The panel discussion covered many topics, including whether Asian actors should turn down stereotypical roles, the role of the artist in helping to affect change and how to get more Asian storiestold.

 Chris Tashima, Ellen Ho, James Hong, Sandra Oh, Jodi Long, Ken Mok and Julia Kim.
Photo Caption from Left to Right: Chris Tashima, Ellen Ho, James Hong, Sandra Oh, Jodi Long, Ken Mok and Julia Kim.Photo courtesy Screen Actors Guild, all rights reserved.

The panel praised portrayals of roles for Asian actors that are complex and multi-dimensional , such as Oh’s portrayal of Dr. Christina Yang on Grey’s Anatomy and the multiple strong Asian characters of Lost, which included series regular Daniel Dae Kim, who played Jin Kwon on the series and now stars as Chin-Ho Kelly in Hawaii Five-0.
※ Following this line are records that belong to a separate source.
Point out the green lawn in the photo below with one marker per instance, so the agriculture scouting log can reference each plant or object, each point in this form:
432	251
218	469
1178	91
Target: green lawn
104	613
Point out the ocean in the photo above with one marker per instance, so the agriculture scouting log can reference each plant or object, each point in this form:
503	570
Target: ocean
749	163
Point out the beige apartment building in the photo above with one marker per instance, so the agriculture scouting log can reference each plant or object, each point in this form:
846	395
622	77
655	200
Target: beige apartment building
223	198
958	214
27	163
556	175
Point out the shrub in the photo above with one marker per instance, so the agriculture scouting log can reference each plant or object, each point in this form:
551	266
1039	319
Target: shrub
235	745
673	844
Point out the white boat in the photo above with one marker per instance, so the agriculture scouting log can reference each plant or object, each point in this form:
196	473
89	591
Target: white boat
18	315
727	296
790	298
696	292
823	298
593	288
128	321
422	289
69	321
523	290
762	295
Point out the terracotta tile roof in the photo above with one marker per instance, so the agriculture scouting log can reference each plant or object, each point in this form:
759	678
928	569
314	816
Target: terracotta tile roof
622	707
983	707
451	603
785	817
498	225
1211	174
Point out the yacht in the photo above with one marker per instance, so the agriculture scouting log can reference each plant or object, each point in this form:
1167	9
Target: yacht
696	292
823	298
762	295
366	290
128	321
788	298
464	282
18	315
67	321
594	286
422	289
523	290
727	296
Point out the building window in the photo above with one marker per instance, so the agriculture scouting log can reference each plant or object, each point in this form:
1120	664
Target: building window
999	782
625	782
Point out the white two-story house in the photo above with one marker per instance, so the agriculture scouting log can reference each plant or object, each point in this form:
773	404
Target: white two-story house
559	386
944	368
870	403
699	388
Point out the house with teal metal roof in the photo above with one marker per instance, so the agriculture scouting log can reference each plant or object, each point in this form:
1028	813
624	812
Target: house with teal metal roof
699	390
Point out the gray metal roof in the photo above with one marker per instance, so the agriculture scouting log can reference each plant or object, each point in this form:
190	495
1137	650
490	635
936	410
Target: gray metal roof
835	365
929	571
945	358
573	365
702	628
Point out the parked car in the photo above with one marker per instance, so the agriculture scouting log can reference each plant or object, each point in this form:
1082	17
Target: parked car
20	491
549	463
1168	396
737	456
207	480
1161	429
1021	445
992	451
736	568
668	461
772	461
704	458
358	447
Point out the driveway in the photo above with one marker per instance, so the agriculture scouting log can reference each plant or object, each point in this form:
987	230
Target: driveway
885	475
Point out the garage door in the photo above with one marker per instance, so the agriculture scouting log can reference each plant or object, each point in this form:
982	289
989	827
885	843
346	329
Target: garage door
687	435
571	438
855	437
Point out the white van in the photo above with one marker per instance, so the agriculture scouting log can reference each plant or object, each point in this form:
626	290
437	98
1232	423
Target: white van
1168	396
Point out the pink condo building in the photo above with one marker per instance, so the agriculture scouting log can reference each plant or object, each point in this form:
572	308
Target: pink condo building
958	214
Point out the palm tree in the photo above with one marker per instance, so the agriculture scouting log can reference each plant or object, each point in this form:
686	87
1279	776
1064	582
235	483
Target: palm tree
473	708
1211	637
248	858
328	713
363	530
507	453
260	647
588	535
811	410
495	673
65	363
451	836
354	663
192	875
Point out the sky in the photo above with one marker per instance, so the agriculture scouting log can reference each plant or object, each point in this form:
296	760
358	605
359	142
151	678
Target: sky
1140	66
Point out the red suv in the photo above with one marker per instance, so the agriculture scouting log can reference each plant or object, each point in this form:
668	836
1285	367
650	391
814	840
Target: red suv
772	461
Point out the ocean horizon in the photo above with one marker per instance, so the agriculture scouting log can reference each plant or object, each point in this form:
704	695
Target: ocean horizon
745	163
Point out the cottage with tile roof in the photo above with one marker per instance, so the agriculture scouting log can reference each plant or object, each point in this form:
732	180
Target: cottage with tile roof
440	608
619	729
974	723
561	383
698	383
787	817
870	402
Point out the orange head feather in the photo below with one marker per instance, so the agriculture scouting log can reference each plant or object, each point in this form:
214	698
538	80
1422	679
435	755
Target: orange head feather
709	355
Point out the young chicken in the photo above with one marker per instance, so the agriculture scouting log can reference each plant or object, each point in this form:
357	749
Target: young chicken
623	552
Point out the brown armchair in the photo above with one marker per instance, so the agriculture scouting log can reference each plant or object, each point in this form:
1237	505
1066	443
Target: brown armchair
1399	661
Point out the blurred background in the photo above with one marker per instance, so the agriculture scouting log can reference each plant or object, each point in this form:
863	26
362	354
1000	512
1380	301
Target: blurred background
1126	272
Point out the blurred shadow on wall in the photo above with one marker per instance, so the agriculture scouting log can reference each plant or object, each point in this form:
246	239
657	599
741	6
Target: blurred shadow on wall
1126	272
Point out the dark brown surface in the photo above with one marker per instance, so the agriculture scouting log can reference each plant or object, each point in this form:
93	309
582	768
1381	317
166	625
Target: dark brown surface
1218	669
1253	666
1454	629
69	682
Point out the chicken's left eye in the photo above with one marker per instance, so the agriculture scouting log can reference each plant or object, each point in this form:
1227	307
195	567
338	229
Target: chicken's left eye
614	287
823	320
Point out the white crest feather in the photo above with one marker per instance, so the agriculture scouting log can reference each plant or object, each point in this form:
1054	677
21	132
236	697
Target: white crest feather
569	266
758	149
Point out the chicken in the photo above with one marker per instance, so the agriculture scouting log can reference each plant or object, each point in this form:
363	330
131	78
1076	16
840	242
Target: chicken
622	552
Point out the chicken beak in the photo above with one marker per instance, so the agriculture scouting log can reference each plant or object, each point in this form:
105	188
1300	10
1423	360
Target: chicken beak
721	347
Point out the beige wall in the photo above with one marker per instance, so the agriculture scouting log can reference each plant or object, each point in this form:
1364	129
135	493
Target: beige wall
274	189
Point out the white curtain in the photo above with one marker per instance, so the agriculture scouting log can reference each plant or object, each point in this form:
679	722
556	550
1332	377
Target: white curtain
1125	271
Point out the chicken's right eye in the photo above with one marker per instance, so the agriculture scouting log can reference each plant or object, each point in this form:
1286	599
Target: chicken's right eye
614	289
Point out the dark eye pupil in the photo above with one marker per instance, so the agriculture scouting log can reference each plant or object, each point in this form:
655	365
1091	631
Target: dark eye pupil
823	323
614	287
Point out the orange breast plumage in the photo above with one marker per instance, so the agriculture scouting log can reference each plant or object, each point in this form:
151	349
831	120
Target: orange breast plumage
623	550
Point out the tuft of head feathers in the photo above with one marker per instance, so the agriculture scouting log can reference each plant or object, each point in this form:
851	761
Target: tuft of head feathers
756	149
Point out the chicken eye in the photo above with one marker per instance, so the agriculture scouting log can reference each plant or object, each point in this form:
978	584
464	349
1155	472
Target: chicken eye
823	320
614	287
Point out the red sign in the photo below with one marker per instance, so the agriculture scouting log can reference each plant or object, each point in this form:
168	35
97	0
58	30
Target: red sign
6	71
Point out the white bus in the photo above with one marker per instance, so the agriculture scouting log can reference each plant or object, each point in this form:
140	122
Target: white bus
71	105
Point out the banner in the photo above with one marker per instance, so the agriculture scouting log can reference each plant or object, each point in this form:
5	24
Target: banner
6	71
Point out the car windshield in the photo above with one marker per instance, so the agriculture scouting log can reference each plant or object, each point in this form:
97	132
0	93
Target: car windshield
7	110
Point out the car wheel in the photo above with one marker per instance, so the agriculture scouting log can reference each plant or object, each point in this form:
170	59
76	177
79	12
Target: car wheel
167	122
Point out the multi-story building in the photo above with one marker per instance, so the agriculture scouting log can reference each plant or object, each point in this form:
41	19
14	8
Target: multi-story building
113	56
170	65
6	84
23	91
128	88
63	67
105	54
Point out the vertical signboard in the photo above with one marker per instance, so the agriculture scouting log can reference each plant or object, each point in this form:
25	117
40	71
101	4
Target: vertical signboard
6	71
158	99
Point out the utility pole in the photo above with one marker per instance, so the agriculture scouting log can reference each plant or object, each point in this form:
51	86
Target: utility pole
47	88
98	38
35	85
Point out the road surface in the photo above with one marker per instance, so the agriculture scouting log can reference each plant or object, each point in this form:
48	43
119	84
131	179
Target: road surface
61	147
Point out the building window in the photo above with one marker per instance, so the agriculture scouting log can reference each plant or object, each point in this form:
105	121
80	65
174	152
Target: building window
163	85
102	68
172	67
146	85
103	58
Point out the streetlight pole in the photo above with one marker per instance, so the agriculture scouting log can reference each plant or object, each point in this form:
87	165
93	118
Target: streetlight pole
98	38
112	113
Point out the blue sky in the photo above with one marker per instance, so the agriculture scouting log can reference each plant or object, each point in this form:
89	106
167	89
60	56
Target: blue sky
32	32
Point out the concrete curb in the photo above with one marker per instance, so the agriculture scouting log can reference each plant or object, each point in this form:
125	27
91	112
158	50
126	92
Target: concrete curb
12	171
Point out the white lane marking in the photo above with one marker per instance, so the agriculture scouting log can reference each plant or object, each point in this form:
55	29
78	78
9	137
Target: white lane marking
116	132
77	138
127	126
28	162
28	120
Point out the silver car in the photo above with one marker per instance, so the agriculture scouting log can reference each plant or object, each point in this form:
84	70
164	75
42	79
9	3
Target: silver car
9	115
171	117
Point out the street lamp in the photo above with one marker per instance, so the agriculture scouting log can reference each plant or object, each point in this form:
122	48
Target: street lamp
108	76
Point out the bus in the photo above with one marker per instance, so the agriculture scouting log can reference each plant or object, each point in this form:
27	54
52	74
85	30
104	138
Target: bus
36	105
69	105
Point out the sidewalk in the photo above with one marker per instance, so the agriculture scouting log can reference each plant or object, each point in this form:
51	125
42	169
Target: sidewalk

“[Lost was] one of the first series where the Asian males were not emasculated,” Mok said, adding that Kwon and Miles Straume, played by Ken Leung, were fully realized characters.

Tashima warned that it is not always easy to judge a role from the script.  Oh said actors can help make change through their performances that go beyond the written word.

“It does not matter what part it is — I will transcend it. It doesn’t matter if I don’t have any dialogue, I will transcend it. It doesn’t matter what wardrobe I’m wearing, I will transcend it,” Oh said.

Mok, who became a producer after working as an executive for NBC and ABC, said it is ultimately up to Asians to tell their own stories, and that is the way that these stereotypes will finally fade away. With a global audience easily accessible via the Internet, there have neverbeen more opportunities for people to create their own projects and tell their own stories. 

“The only person who is going to help you in this industry is yourself. You’ve got to take things into you own hands.” Mok said.

Hong, a former SAG Board member, agreed.

“Here you have to be a capitalist. You have to pursue what you want as a businessperson. You split yourself down the middle and half of you is the businessperson and half of you is the creative person — the actor,” Hong said.